GaussianProcessRegression

Purpose

The goal of the driver is to build up a regression model of a function f: \mathcal{X} \rightarrow \mathbb{R} with respect to variations of a parameter vector \mathbf{p}\in\mathcal{X}\subset\mathbb{R}^d. The search domain \mathcal{X} is bounded by box constraints l_i\leq p_i \leq u_i for 1\leq i\leq d and may be subject to several constraints c_j: \mathbb{R}^d \rightarrow \mathbb{R} such that \mathbf{p} \in \mathcal{X} only if c_j(\mathbf{p}) \leq 0 (see jcmwave_optimizer_create_study()).
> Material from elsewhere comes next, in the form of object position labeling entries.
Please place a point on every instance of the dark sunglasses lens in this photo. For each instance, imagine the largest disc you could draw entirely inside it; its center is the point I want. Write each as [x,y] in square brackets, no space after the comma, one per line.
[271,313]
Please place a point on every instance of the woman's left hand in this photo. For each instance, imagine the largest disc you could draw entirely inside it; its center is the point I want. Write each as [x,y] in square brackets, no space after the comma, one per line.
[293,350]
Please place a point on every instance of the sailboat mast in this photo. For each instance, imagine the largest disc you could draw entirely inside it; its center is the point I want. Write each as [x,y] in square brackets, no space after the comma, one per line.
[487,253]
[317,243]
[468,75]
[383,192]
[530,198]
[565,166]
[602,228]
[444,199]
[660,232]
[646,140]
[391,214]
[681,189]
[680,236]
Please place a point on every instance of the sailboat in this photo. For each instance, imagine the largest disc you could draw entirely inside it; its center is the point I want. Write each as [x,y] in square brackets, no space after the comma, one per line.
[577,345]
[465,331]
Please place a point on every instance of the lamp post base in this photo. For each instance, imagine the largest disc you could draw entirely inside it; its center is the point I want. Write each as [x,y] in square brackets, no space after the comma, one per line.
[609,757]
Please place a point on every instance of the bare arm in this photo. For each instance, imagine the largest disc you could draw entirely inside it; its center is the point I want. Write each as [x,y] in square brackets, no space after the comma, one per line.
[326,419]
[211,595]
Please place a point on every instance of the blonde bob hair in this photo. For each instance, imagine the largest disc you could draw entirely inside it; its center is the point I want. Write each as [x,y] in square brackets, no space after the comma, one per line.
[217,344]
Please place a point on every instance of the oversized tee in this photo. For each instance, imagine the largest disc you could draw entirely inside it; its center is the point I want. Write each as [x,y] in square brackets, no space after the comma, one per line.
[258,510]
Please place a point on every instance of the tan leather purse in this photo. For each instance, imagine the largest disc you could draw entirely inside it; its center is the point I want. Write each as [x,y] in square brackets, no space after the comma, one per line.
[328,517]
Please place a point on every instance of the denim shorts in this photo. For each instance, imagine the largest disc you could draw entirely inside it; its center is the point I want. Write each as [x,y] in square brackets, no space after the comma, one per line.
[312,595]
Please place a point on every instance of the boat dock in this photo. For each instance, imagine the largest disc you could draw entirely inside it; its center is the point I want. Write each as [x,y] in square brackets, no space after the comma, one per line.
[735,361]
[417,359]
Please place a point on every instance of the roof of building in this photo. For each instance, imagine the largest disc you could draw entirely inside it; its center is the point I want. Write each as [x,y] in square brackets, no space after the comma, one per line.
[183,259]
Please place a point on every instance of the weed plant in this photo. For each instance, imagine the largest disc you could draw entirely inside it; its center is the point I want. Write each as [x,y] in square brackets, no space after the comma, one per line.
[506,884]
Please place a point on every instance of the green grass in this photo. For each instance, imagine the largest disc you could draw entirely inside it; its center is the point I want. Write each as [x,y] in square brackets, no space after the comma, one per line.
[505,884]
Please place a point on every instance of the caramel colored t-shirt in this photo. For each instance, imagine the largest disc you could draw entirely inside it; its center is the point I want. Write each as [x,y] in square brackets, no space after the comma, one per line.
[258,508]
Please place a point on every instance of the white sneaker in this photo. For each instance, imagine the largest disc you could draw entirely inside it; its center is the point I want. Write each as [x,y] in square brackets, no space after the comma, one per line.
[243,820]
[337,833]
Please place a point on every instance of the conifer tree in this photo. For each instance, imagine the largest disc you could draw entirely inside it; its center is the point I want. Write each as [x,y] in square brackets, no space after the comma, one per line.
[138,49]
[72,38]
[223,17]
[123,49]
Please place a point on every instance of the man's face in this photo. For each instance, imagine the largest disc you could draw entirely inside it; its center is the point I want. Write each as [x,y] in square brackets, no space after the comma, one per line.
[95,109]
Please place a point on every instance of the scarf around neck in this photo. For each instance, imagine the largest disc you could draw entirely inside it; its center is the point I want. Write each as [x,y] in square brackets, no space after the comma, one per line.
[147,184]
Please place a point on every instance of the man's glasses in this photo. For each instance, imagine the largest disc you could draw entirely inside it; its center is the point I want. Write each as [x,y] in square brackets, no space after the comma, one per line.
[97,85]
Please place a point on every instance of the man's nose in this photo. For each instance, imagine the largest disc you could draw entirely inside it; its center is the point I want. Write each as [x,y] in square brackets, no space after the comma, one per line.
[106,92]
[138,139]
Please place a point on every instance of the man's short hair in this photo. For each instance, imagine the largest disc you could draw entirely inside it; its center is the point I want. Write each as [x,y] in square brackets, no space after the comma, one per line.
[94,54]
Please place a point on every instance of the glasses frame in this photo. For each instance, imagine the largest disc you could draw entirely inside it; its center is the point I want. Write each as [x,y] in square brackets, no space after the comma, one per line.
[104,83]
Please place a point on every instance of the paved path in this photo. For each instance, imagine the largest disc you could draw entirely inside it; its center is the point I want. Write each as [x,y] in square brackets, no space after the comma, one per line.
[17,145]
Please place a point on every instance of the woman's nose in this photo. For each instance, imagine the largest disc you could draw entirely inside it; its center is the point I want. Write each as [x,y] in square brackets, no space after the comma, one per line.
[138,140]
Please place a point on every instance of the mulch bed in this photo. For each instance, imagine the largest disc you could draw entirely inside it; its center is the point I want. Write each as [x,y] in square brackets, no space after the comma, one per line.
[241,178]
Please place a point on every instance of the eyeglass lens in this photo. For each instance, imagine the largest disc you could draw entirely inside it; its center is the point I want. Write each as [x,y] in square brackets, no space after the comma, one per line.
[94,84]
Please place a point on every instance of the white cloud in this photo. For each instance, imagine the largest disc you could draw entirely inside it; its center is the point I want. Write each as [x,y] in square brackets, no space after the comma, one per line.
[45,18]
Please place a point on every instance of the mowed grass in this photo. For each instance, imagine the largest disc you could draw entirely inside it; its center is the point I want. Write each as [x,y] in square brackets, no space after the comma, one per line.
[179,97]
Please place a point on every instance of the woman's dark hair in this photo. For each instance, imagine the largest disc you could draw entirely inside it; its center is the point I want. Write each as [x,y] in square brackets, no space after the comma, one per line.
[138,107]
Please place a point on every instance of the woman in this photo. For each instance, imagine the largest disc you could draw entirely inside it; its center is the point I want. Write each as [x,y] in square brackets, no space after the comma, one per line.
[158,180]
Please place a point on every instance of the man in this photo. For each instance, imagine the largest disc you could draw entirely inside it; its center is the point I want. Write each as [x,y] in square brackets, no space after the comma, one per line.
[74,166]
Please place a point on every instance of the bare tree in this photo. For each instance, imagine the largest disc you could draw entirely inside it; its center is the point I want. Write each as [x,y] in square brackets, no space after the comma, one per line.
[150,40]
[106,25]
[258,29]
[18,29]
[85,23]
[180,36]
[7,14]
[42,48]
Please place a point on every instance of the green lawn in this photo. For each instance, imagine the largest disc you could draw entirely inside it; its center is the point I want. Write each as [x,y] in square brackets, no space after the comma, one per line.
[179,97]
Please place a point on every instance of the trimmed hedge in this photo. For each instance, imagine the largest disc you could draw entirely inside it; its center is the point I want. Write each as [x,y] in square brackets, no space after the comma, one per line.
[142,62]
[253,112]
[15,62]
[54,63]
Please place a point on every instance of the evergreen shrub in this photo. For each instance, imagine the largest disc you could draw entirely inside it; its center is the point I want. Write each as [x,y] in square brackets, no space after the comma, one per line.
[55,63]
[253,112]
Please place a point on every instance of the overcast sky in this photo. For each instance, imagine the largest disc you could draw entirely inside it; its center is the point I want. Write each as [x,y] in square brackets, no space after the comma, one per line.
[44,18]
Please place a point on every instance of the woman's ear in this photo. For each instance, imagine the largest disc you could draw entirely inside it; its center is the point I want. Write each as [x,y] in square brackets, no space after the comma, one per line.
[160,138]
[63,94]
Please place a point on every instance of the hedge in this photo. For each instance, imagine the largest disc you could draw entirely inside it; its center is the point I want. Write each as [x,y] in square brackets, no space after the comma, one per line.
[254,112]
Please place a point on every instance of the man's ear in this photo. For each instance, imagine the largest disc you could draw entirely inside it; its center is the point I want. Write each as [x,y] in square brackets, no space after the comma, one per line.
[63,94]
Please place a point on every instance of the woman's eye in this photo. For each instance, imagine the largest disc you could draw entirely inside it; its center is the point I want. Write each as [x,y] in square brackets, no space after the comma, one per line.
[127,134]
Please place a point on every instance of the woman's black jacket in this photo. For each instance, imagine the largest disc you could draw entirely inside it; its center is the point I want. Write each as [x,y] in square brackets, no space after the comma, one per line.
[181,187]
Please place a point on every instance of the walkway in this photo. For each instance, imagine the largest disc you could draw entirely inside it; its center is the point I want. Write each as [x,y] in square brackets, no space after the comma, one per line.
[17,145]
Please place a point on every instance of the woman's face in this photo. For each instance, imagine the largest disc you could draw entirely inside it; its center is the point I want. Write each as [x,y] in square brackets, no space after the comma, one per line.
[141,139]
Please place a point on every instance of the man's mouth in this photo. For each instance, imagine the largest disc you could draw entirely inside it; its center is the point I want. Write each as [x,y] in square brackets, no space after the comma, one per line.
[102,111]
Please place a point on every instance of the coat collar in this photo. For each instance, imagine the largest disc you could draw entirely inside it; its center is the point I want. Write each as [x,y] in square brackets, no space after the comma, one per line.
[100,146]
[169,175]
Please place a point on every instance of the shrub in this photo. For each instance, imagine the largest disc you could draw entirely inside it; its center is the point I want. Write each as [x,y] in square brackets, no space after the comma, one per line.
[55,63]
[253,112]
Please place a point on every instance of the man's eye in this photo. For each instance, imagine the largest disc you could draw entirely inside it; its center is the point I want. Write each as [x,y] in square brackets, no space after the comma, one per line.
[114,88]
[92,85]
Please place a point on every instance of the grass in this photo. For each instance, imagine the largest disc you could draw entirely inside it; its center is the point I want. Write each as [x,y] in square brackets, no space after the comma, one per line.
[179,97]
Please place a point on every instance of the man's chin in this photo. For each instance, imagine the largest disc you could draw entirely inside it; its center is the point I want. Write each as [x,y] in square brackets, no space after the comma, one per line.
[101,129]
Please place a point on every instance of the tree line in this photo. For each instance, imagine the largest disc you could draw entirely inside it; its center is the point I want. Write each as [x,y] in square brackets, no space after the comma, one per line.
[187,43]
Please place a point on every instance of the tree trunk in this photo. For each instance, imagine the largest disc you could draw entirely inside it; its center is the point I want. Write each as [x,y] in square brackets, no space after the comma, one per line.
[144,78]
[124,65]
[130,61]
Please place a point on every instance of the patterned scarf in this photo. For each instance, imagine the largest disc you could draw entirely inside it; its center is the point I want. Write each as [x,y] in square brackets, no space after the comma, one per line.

To this end the driver performs a Gaussian process regression.

The regression model allows to to make predictions (study.predict()), determine the positions and widths of local minima (study.get_minima()), or compute averages of the objective function for parameter values with a given random distribution (study.get_statistics()).

Usage Example

addpath(fullfile(getenv('JCMROOT'), 'ThirdPartySupport', 'Matlab'));
client = jcmwave_optimizer_client();

% Definition of the search domain
domain = {
    struct('name','x1', 'type','continuous', 'domain',[-pi,pi]),...
    struct('name','x2', 'type','continuous', 'domain',[-pi,pi]),...
    struct('name','x3', 'type','continuous', 'domain',[-pi,pi]),...
};

% Creation of the study object with study_id 'example'
study = client.create_study('domain',domain,  ...
                'driver','GaussianProcessRegression',...
                'name','GaussianProcessRegression example', ...
                'study_id','GaussianProcessRegression_example');

% Definition of the objective function (Ishigami function)
a = 7; b = 0.1; %parameters of the Ishigami function
function obs = objective(sample)
  pause(1.0) %makes objective expensive
  obs = study.new_observation();
  x1 = sample.x1;
  x2 = sample.x2;
  x3 = sample.x3;
  obs = obs.add(sin(x1)+ a*sin(x2)^2 + b*x3^4*sin(x1));
  %derivative w.r.t. x1, x2, x3
  obs.add(cos(x1) + b*x3^4*cos(x1), 'x1');
  obs.add(2*a*sin(x2)*cos(x2), 'x2');
  obs.add(4*b*x3^3*sin(x1), 'x3');

end

% Set study parameters
study.set_parameters('max_iter', 150);

% Run the study
while(not(study.is_done))
    sug = study.get_suggestion();
    obs = objective(sug.sample);
    study.add_observation(obs, sug.id);
end

% Make prediction at (0,0,0)
prediction = study.predict('samples',[[0,0,0]],'derivatives',true);
fprintf(['\nPrediction f=%.3f (exact 0), ',...
         'grad=[%.3f %.3f %.3f] (exact [1 0 0])'],...
         prediction.means(1),...
         prediction.derivatives(1,1),...
         prediction.derivatives(1,2),...
         prediction.derivatives(1,3));

% Determine mean and variance of function by Bayesian quadrature

% Analytic mean and variance for the Ishigami function
mean = a/2;
variance = 1/2 + a^2/8 + b*pi^4/5 + b^2*pi^8/18;

% Run Bayesian quadrature
statistics = study.get_statistics();
fprintf('\nMean %.3f Exact %.3f', statistics.mean, mean);
fprintf('\nVariance %.3f Exact %.3f', statistics.variance, variance);

Parameters

The following parameters can be set by calling, e.g.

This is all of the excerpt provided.